You may also see a host of other benefits from directing traffic to your pages on Amazon. Increasing the number of sales of your product can help you rank better and you can re-engage with those buyers to leave a review on Amazon (which will positively impact organic efforts).
Problems with Straight to Amazon Ads
If you’re thinking this is an amazing idea and have already planned these campaigns out in your mind, there are a couple problems that come up.
Remarketing
Remarketing becomes a big challenge when you’re directing traffic to sites that you can’t place a pixel on! Not everyone is going to buy the first time they see your ad or click to your Amazon product page. Re-targeting those people can help drive more sales and decrease your CPA. If you’re using carousel ads to showcase a few products, you also lose the ability to dynamically remarket that product back to the end-user.

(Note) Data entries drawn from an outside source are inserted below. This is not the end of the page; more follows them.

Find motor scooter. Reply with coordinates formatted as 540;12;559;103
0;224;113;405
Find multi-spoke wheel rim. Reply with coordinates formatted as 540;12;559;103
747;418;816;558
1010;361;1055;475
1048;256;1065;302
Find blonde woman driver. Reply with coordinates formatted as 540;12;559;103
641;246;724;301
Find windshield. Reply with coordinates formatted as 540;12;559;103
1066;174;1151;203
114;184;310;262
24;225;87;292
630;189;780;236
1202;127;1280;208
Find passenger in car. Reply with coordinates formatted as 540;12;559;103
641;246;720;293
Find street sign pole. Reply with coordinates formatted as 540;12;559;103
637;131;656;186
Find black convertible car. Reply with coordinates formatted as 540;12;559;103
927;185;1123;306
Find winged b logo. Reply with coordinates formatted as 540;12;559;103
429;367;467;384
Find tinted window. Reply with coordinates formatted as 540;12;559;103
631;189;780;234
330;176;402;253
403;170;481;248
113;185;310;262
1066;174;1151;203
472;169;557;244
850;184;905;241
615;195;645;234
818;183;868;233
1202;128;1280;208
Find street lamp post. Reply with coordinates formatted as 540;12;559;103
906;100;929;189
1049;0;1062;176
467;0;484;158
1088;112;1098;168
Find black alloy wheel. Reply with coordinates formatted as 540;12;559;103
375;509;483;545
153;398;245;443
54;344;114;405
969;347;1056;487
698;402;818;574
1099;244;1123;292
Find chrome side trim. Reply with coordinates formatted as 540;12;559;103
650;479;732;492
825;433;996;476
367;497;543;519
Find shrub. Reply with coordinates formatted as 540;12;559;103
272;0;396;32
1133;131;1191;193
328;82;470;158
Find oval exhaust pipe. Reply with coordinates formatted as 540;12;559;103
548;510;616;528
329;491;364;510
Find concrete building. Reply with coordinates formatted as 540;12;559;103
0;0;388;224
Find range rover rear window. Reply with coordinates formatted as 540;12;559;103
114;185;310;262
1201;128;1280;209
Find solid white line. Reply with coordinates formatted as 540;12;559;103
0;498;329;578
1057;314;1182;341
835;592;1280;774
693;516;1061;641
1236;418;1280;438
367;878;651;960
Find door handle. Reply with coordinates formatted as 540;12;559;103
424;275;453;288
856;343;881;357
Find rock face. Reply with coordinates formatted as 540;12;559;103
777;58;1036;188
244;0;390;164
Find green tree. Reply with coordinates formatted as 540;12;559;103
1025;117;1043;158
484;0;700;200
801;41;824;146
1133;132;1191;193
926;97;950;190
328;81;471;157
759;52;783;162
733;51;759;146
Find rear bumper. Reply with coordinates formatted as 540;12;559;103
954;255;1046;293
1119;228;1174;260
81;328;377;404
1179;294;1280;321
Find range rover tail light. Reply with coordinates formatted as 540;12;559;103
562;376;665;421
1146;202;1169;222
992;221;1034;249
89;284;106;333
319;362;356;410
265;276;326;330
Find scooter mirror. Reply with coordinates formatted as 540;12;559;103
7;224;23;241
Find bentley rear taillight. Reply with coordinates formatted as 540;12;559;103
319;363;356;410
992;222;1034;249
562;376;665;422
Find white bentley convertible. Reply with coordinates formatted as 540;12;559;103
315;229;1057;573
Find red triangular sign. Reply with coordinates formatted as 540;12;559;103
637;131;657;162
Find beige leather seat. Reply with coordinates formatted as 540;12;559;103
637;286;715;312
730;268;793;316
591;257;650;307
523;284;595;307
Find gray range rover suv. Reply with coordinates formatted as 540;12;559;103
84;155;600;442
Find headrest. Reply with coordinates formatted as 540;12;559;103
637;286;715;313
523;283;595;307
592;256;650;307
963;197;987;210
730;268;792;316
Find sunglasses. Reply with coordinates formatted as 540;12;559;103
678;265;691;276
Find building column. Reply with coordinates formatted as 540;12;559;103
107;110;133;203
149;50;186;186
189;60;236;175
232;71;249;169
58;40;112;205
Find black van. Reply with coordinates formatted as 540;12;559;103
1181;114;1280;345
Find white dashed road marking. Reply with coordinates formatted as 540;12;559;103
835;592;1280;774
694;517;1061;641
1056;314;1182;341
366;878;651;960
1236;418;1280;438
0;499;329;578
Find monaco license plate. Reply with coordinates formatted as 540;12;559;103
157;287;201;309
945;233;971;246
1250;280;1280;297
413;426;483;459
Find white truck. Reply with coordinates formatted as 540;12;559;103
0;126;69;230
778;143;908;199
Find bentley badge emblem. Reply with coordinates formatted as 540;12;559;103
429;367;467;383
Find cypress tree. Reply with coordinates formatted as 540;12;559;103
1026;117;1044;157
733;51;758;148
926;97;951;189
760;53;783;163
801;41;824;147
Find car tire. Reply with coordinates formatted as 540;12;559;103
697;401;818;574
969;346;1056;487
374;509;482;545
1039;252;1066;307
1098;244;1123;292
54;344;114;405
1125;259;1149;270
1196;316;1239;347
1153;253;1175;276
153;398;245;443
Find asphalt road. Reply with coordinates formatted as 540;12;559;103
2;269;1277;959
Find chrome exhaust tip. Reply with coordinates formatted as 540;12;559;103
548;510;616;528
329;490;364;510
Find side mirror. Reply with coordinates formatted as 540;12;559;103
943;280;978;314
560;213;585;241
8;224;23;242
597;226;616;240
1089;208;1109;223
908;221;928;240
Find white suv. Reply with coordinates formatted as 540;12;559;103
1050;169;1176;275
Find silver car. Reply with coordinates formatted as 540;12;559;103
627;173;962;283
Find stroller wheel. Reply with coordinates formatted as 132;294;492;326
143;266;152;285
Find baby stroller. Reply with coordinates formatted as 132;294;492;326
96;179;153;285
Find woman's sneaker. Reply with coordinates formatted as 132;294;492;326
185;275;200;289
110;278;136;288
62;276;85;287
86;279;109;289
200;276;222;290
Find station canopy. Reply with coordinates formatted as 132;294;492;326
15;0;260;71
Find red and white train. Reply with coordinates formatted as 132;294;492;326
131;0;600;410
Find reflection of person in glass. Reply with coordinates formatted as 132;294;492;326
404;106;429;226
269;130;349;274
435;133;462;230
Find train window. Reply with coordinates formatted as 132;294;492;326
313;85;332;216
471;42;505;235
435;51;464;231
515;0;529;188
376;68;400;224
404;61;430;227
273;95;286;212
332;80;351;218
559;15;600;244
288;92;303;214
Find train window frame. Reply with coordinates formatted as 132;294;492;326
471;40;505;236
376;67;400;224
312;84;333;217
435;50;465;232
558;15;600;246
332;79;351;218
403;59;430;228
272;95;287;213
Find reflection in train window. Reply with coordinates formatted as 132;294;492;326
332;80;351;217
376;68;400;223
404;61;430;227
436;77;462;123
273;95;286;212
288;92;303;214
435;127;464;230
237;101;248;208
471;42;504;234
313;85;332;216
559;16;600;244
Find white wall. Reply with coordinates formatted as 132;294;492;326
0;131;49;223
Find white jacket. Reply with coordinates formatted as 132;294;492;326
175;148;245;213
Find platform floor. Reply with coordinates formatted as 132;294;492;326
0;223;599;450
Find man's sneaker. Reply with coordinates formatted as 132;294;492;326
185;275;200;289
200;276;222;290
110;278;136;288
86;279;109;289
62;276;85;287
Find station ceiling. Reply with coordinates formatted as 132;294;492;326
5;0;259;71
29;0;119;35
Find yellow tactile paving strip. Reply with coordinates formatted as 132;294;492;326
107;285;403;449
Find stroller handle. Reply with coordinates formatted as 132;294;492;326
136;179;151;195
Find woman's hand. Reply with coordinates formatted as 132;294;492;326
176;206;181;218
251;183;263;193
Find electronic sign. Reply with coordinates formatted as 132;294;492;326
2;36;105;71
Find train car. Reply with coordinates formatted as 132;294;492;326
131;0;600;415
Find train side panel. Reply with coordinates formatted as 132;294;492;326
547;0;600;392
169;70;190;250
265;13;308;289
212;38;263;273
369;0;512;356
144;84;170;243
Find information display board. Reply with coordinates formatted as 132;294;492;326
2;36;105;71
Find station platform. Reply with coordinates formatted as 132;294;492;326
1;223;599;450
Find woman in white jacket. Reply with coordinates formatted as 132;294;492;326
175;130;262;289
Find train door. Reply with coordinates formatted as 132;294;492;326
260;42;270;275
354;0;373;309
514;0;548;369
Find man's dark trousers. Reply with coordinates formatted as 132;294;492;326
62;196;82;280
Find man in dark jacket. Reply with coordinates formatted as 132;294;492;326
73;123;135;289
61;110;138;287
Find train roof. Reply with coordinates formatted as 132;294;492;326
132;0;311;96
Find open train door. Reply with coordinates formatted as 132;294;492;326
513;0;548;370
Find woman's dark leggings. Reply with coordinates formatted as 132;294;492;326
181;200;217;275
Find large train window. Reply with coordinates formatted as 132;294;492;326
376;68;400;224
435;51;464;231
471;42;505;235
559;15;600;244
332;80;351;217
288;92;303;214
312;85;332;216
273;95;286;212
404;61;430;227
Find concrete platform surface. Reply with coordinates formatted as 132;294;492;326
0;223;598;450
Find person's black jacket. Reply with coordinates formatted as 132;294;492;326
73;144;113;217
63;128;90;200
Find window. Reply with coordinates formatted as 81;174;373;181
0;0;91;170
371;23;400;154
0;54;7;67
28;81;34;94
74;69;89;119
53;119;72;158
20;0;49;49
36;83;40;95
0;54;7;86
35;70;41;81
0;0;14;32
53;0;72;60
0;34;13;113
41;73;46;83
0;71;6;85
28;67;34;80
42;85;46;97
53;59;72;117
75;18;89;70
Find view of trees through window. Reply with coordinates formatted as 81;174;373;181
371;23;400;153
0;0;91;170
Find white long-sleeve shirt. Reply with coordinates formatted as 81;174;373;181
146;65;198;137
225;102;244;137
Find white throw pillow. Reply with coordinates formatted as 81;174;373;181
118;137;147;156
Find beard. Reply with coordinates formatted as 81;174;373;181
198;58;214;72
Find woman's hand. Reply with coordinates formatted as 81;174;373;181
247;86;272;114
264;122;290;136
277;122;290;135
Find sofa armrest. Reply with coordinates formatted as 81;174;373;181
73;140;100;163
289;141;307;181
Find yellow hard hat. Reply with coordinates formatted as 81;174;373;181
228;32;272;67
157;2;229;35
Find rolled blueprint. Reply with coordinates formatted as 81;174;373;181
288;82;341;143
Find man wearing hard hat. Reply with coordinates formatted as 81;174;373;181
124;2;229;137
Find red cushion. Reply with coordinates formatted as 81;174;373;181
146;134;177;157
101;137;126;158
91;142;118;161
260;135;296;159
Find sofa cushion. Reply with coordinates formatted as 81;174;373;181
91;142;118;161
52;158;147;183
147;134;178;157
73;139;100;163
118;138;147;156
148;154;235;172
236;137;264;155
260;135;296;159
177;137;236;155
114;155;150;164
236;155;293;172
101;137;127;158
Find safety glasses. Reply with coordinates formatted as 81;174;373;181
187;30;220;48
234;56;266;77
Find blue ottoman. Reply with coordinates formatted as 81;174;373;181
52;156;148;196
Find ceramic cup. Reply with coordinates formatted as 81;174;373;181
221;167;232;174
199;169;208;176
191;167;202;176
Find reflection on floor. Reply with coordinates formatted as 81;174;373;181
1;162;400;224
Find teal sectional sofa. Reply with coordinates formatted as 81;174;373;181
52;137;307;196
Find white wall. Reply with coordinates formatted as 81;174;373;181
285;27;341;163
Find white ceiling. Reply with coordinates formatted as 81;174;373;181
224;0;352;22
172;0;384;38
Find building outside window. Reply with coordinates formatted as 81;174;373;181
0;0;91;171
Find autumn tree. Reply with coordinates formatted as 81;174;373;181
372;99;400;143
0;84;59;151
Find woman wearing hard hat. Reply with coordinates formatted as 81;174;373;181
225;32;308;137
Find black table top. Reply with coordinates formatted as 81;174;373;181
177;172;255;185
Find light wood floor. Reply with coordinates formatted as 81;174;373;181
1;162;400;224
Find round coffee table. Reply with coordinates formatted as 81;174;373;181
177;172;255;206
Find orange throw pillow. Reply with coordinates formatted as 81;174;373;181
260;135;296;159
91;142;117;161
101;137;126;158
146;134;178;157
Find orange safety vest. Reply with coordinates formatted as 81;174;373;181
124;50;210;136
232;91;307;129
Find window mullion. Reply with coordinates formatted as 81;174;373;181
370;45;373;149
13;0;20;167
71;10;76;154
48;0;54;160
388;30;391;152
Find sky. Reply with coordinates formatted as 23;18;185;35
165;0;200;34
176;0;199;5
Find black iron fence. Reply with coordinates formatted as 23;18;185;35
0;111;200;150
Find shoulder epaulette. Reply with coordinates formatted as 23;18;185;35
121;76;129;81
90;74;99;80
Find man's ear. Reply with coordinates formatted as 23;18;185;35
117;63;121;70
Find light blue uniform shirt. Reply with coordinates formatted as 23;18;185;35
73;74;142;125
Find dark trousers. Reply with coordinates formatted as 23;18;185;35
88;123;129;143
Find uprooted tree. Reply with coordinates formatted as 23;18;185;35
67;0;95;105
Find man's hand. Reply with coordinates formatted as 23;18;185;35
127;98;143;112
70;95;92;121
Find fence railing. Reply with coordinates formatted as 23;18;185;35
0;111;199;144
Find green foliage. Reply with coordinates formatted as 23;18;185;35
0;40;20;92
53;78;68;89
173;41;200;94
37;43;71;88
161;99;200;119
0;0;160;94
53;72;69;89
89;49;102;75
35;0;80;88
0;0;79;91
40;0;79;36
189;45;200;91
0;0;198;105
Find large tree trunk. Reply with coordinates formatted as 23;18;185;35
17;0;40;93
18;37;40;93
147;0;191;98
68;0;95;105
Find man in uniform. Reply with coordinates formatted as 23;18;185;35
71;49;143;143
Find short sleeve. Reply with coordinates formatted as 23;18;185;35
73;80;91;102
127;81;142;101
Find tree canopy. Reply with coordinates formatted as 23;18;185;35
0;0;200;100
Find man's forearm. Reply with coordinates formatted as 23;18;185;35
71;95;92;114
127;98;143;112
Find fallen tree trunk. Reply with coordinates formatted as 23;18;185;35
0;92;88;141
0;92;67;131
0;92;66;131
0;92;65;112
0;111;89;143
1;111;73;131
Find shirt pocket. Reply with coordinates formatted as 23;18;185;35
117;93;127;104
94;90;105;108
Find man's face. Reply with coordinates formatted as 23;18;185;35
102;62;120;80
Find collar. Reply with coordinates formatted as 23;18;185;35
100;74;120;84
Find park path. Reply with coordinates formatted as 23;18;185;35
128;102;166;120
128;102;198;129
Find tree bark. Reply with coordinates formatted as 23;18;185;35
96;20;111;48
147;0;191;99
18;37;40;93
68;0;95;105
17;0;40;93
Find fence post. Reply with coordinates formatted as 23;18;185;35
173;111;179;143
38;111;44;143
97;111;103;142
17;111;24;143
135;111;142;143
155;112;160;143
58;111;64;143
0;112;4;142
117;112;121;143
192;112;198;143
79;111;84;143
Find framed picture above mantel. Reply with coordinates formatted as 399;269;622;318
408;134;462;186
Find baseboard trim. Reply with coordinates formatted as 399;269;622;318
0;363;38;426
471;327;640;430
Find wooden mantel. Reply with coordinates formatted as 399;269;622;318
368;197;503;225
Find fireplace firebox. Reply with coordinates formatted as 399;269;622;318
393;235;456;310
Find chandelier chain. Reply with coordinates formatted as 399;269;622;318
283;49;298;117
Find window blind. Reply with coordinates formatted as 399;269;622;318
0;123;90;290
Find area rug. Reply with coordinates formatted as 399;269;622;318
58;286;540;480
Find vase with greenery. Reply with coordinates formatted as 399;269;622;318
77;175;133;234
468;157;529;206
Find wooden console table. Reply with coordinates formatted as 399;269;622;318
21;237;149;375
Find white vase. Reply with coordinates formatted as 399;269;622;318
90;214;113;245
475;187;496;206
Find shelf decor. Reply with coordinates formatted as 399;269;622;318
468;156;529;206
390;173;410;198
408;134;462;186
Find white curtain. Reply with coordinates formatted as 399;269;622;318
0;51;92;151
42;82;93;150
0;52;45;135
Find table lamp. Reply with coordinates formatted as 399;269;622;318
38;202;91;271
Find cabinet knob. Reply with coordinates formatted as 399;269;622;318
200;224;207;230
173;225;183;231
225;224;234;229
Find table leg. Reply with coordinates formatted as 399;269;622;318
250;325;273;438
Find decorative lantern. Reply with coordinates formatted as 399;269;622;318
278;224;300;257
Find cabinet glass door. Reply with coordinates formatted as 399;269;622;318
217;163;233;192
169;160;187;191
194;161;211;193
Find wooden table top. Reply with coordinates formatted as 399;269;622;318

A way to compensate for that lack of remarketing would be to use video in your creative. You’ll be able to build a remarketing audience of people who watched some of your video which is better than the alternative of nothing!
Conversion Tracking
This could be a huge drawback unless you have a great ability to track your conversions from these ads. Since one can’t place Facebook’s pixel on Amazon’s website, you’re going to have to get a little creative!
Affiliate tracking may be your best option. If you create a unique affiliate link, you’ll be able to amend your URLs so you can track how many people are purchasing your product after clicking off of Facebook. You do lose the ability to track people who come back a second time directly through Amazon so it’s not perfect.
Final Thoughts
This is something I’m seeing a lot of smaller brands trying; especially for fairly common products. There is no competing for expensive keywords on Google Ads and you can use creative ads to help build brand recognition while still getting sales.
While there are some major drawbacks, it can be a great starting point for online advertising or simply something new to test out and put some focus on a platform you may not be utilizing to its full potential.